自分が参加するわけにはいかないだろうが、料理を食べて、皆が楽しむ姿を見ることはできる。一緒に実りを喜ぶことができる。
「村の人たちと、束の間一緒に過ごせますよ。同じ空間で。萩さんと牡丹さんがね、村の作物で料理を作って振舞うんです。素敵でしょう!」
「なんと、まぁ」
「吉野さんが言っていました。紅首村で農業ができて村の人たちが生活できるのも、カワオヌ様のお陰なんだって。カワオヌさんが実りの始まりです。収穫を祝うお祭りは、カワオヌさんへの感謝の気持ちなんですよ」
「お、おらがお礼をしたかったのに」
そう呟いたカワオヌの目に光るものがあった。鼻をすすって誤魔化すカワオヌの顔を見ていた萩が、カワオヌの腕を取る。
「収穫祭で、村の皆さんに笑顔が溢れれば、それが村へのお礼になるじゃないですか。それにね。大丈夫、ひとりじゃないですよ」
「萩さん……おら」
「村の歴史を、そしていなくなる人間たちを見送りましょう。僕たち、一緒にいますから」
牡丹も頷いている。
いなくなる人間たち。そうだ。人間と人間でない者たちは一緒に存在できない。ずっとそばで一緒に暮らしたいと思うのは人間のほうだ。
一緒にいられないことをわかっているのは、きっと彼らだけなのだ。
人間の命が限られているからかもしれない。病気になるから。すぐに死んでしまうから。
亡くなった母を思い出して、ぎゅっと胸が苦しくなる乃里だったが、唇を噛んでカワオヌに微笑んだ。

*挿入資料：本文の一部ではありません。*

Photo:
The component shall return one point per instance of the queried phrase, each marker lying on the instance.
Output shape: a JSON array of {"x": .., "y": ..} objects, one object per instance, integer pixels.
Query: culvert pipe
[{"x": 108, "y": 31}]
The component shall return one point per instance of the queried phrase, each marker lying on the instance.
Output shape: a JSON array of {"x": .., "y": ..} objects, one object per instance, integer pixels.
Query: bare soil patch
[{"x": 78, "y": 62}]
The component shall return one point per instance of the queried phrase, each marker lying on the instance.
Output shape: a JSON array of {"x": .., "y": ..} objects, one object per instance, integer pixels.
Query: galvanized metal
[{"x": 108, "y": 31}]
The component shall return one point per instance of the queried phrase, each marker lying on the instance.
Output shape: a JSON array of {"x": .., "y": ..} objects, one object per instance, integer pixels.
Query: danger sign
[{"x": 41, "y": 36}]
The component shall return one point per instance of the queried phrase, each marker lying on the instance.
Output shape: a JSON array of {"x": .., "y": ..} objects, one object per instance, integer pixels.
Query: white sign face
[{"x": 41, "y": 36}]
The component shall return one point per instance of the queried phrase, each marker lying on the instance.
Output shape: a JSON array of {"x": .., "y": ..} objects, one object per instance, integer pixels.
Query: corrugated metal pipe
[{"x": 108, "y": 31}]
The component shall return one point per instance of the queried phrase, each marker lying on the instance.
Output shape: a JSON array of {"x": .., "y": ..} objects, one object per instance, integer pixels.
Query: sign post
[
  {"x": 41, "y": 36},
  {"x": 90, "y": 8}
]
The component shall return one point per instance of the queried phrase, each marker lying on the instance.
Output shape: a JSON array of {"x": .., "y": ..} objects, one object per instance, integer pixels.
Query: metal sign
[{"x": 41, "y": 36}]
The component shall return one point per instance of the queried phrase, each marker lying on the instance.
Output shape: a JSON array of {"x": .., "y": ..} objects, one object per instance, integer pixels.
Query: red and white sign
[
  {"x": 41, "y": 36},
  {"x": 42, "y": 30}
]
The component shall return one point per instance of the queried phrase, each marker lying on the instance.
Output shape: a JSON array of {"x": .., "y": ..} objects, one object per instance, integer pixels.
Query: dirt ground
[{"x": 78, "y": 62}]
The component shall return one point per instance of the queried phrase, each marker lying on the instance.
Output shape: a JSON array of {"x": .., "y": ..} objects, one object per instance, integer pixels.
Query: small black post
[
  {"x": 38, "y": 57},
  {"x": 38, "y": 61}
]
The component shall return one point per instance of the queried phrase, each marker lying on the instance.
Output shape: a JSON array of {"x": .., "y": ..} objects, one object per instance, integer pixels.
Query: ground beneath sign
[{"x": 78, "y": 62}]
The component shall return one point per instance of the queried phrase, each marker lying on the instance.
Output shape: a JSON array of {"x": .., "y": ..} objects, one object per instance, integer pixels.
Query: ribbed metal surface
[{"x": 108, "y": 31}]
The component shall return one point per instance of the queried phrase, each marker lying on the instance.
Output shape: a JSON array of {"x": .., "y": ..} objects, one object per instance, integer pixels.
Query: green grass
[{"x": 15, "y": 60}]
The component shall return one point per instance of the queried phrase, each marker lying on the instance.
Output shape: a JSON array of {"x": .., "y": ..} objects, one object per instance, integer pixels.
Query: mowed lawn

「わ、わたしも一緒だよ、カワオヌさんと一緒にいるから。わたし人間だけど!」
「うん。ありがと、乃里ちゃん」
カワオヌの大きな手が乃里の頭を撫でた。
「それにしてもここ、気持ちが良いですね。風通しもよく絶妙に光が入って、意外と明るいし。カワオヌさんの住処。いいですよね。いまここにシート広げてお弁当でも食べたい気分です」
お腹も空いている。言ってから、乃里は収穫祭に使うレジャーシートはどのくらいの大きさで何枚必要なのかを考えた。すると、牡丹が「それだ」と乃里を指さす。
「収穫祭の料理、お弁当にしよう。お弁当を作ろう」
「お弁当ですか?」
乃里は牡丹と萩を交互に見た。
「たぶん俺たち、お祭りだからって大皿料理を想像している」
「そうですね……なにも皿や鍋でなくてもいいんですよね」
なるほど。弁当か。乃里は様々な紅首村の作物が使われた弁当を想像した。
「ほら、前に仕出し弁当の注文を受けた時に取り過ぎた容器があるじゃないか」
「ああ、牡丹が間違えて発注したやつですね」
その情報はいらないだろうと、牡丹はむくれるがすぐに気を取り直す。
「プラ容器のお弁当に料理を乗せれば、重い食器を持ち運ばなくていい。村は いまは人数も少ないのだから、コンパクトに越したことはない。ゴミもひとつにまとめることができるし境内を汚さなくて済む。火も使わないから安全だし」
「食べきれないひとは持ち帰ってもらえばいいですしね。お弁当が余れば食卓で食べていただいて」
境内で料理をするとなるとそれ相応の設備が必要になると思っていたが、弁当ならは気軽でやりやすい。
「いいですね。ナイスアイディア」
「乃里ちゃんのおかげだよ。いまここでお弁当を食べたいときみが言わなかったらすぐに思いつかなかったかもね」
牡丹に褒められ、乃里は照れ臭かったが、役に立ってよかったと思う。
「よし。じゃあカワオヌさん。次の日曜にまた僕たちは紅首に来ます。ここで収穫祭をしますよ。あなたが守ってきた紅首村の恵みを使って、お弁当を作ります。皆で食べましょう。お祭りです」
「カワオヌ神社祭りだよ」
兄弟が、大きなカワオヌの背中を叩く。
「吉野さんのところに寄って帰りましょう」
萩さんが促し、牡丹と乃里が続く。
「みんな、ありがとう」
カワオヌは体に似合わない小さく優しい声で、ひとつ呟いた。
「じゃあ。またね」
乃里はカワオヌに手を振った。彼も大きな手をひらひらと振る。
静かな境内。村が無くなってもここは残るのだろうか。高い位置にあるから、ダムに水没しないのだろうか。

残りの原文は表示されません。